J’ai eu de la chance (et de bonnes manœuvres scolaires de mes parents) : grâce à d’excellents professeurs de français et d’histoire, la pensée systémique m’est familière. Je discuterai une autre fois, si le cœur m’en dit, pourquoi j’attribue plus mon goût de la pensée systémique à l’histoire et au français qu’aux matières scientifiques.
Mes discussions autour des gilets jaunes m’ont rappelé une fois de plus combien, de nos jours (je ne suis pas sûr que ce fût le cas par le passé), il y a peu de gens, y compris chez les très diplômés, qui pensent systémique. Pour la plupart, la macro, c’est de la micro sur un plus grand nombre. Les effets d ‘échelle, les biais statistiques, tout ça n’existe pas. Autrement dit, la macro n’a pas d’existence propre.
Un économiste (Schumpeter ? Von Mises ?) disait qu’il ne faut surtout pas interroger les entrepreneurs sur la politique économique, car ils projettent leurs raisonnements micro sur la macro et ne peuvent que se tromper (de ce point de vue, Charles Gave est un pédagogue très rusé : il généralise souvent un comportement micro pour en déduire une conséquence macro. En réalité, quand on y réfléchit, on s’aperçoit qu’il a au départ l’effet macro en tête et qu’il choisit son exemple micro pour s’y adapter).
Prenons une phrase que j’ai beaucoup entendu sur les gilets jaunes : « I’ zont qu’à plus travailler ».
Cette réflexion est chargée d’égoïsme, elle signifie « Ce n’est pas mon problème, je m’en lave les mains ». Passons.
Et reprenons. Le raisonnement micro peut se tenir : si un gilet jaune travaille plus, il est probable qu’il gagnera effectivement plus (encore faut-il qu’il trouve ou qu’il garde du travail : le salarié le plus motivé du monde, si son usine ferme, se retrouvera quand même sans travail).
Mais comment fait-on pour que vingt millions de personnes travaillent plus ? Cela ne dépend plus uniquement, ni même principalement, de décisions individuelles, mais de la macro. Le niveau d’emploi , de formation, la structure de l’économie …

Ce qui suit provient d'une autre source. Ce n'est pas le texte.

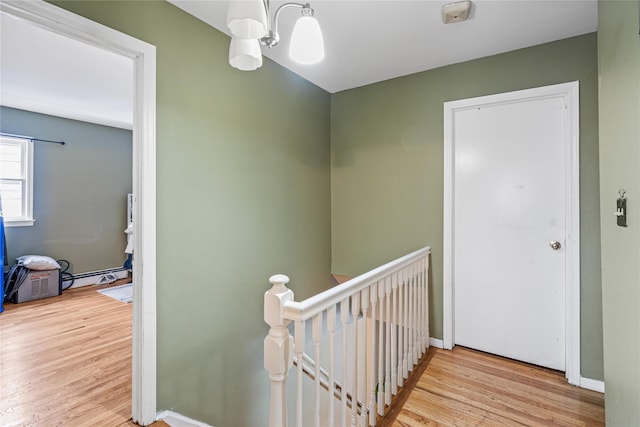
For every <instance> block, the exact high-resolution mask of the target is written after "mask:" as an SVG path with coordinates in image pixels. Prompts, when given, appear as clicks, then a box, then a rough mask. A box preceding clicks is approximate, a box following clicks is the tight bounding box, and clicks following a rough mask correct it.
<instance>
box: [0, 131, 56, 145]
mask: <svg viewBox="0 0 640 427" xmlns="http://www.w3.org/2000/svg"><path fill="white" fill-rule="evenodd" d="M0 135H2V136H9V137H13V138H22V139H28V140H31V141H34V142H35V141H37V142H50V143H52V144H60V145H65V144H66V142H64V141H51V140H50V139H40V138H34V137H32V136H26V135H15V134H12V133H4V132H0Z"/></svg>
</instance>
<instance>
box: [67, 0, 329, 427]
mask: <svg viewBox="0 0 640 427" xmlns="http://www.w3.org/2000/svg"><path fill="white" fill-rule="evenodd" d="M56 4H58V5H60V6H62V7H64V8H66V9H68V10H71V11H72V12H75V13H78V14H80V15H83V16H86V17H88V18H90V19H92V20H94V21H97V22H100V23H102V24H104V25H107V26H109V27H112V28H115V29H117V30H120V31H122V32H124V33H127V34H130V35H132V36H134V37H136V38H138V39H141V40H144V41H146V42H148V43H151V44H153V45H155V46H156V47H157V170H158V172H157V186H158V188H157V198H158V201H157V221H158V223H157V243H158V248H157V249H158V253H157V262H158V271H157V273H158V279H157V293H158V296H157V309H158V323H157V324H158V347H157V357H158V370H157V378H158V386H157V389H158V409H173V410H175V411H177V412H180V413H182V414H185V415H188V416H190V417H192V418H195V419H198V420H201V421H205V422H208V423H209V424H212V425H215V426H260V425H266V423H267V421H266V420H267V417H266V414H267V409H268V395H269V388H268V387H269V383H268V378H267V373H266V371H265V370H264V368H263V350H262V342H263V339H264V337H265V336H266V334H267V331H268V326H267V325H266V324H265V323H264V321H263V308H262V304H263V300H262V299H263V294H264V292H265V291H266V290H267V289H268V288H269V286H270V285H269V283H268V278H269V276H270V275H272V274H274V273H285V274H287V275H289V276H290V277H291V284H290V286H291V288H292V289H293V290H294V292H295V293H296V298H297V299H302V298H305V297H308V296H310V295H312V294H314V293H316V292H318V291H320V290H322V289H324V288H326V287H328V286H329V284H330V275H329V273H330V262H331V261H330V257H331V252H330V250H331V246H330V238H331V231H330V154H329V153H330V152H329V150H330V143H329V139H330V135H329V129H330V122H329V120H330V115H329V108H330V97H329V94H328V93H326V92H325V91H323V90H321V89H319V88H318V87H316V86H313V85H312V84H310V83H308V82H306V81H304V80H302V79H301V78H300V77H298V76H297V75H295V74H293V73H291V72H289V71H287V70H286V69H284V68H282V67H280V66H278V65H276V64H274V63H273V62H271V61H270V60H268V59H266V58H265V59H264V65H263V67H262V68H261V69H259V70H257V71H254V72H250V73H245V72H240V71H237V70H234V69H233V68H231V67H230V66H229V65H228V62H227V61H228V58H227V57H228V49H229V38H228V37H227V36H225V35H224V34H222V33H220V32H218V31H217V30H215V29H213V28H212V27H210V26H208V25H207V24H205V23H203V22H201V21H199V20H197V19H195V18H193V17H192V16H190V15H188V14H186V13H184V12H182V11H181V10H179V9H177V8H176V7H174V6H172V5H171V4H169V3H166V2H158V1H129V2H123V1H112V2H109V1H87V2H84V1H70V2H56Z"/></svg>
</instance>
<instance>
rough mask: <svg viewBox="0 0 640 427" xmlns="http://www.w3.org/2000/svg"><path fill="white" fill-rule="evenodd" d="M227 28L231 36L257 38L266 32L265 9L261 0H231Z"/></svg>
mask: <svg viewBox="0 0 640 427" xmlns="http://www.w3.org/2000/svg"><path fill="white" fill-rule="evenodd" d="M227 28H229V31H230V32H231V35H232V36H233V37H239V38H241V39H259V38H260V37H264V36H265V35H266V34H267V11H266V9H265V7H264V3H263V2H262V0H231V1H230V2H229V8H228V9H227Z"/></svg>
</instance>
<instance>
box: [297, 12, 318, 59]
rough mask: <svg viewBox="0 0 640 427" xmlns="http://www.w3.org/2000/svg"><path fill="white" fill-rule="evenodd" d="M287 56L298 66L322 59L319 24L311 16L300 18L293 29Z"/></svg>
mask: <svg viewBox="0 0 640 427" xmlns="http://www.w3.org/2000/svg"><path fill="white" fill-rule="evenodd" d="M289 56H290V57H291V59H293V60H294V61H296V62H298V63H300V64H305V65H309V64H315V63H316V62H320V61H322V59H323V58H324V41H323V40H322V30H321V29H320V24H318V21H317V20H316V18H314V17H313V16H308V15H306V16H301V17H300V18H299V19H298V20H297V21H296V25H295V26H294V27H293V32H292V33H291V43H290V44H289Z"/></svg>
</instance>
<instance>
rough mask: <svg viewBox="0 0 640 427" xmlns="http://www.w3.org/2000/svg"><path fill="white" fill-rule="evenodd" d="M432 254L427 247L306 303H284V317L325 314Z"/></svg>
mask: <svg viewBox="0 0 640 427" xmlns="http://www.w3.org/2000/svg"><path fill="white" fill-rule="evenodd" d="M430 252H431V247H430V246H426V247H424V248H422V249H418V250H417V251H414V252H412V253H410V254H408V255H405V256H403V257H402V258H398V259H396V260H394V261H391V262H388V263H386V264H384V265H382V266H380V267H378V268H375V269H373V270H371V271H369V272H367V273H364V274H361V275H360V276H358V277H355V278H353V279H350V280H348V281H346V282H344V283H342V284H340V285H337V286H334V287H333V288H331V289H327V290H326V291H324V292H321V293H319V294H317V295H314V296H312V297H309V298H307V299H306V300H304V301H300V302H297V301H287V302H285V303H284V310H283V317H284V318H285V319H288V320H293V321H305V320H308V319H310V318H311V317H313V316H315V315H317V314H318V313H321V312H323V311H324V310H326V309H327V308H329V307H331V306H333V305H335V304H337V303H339V302H340V301H342V300H343V299H345V298H348V297H349V296H351V295H353V294H354V293H356V292H359V291H361V290H362V289H364V288H366V287H367V286H369V285H371V283H373V282H375V281H377V280H379V279H381V278H383V277H385V276H387V275H389V274H392V273H395V272H396V271H399V270H401V269H402V268H403V267H406V266H407V265H409V264H411V263H412V262H414V261H415V260H416V259H418V258H420V257H422V256H425V255H426V254H428V253H430Z"/></svg>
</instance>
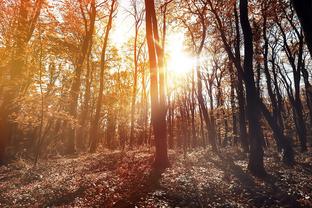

Un ingénieur des années 50, à quantité de travail égale, avait une position sociale plus élevée qu’aujourd’hui. Idem pour un ouvrier des années 70 par rapport à un ouvrier d’aujourd’hui. Un coiffeur de Dakar fait approximativement le même travail qu’un coiffeur de Paris et, pourtant, il gagne beaucoup moins. Tout cela ne peut être réduit à de la micro.
Prenons mon dada, l’Euro. Mettons à part les imbéciles qui croient que les Allemands et les Français sont interchangeables. Ceux qui savent que les Français et les Allemands ne sont pas interchangeables et insistent pourtant que nous devrions faire les réformes allemandes pour nous adapter à l’Euro font inconsciemment un raisonnement micro. Oui, on peut transformer un Français en Allemand en lui mettant beaucoup de pression, mais transformer 60 millions de Français en Allemands n’est pas 60 millions de fois plus difficile, c’est impossible : il y a ces obstacles macro qu’on appelle l’histoire, la culture, la tradition …
Bref, retour au gilet jaune « qui z’a qu’à plus travailler ». Il est soumis à des décisions macros qui bornent ses possibilités : l’Euro, le mondialisme, la politique monétaire, l’aménagement (le désaménagement) du territoire, l’invasion migratoire. Donc « I’ zont qu’à plus travailler » est le problème de tout le monde.
Qu’est-ce que cela signifie ? Que la politique, la décision collective, ça existe encore. C’est cela que nient ceux qui ne voient que la « micro », tout simplement parce que cela ne les arrange pas de voir plus loin que le bout de leur nez, quand ils ne sont pas, tout simplement, bêtes.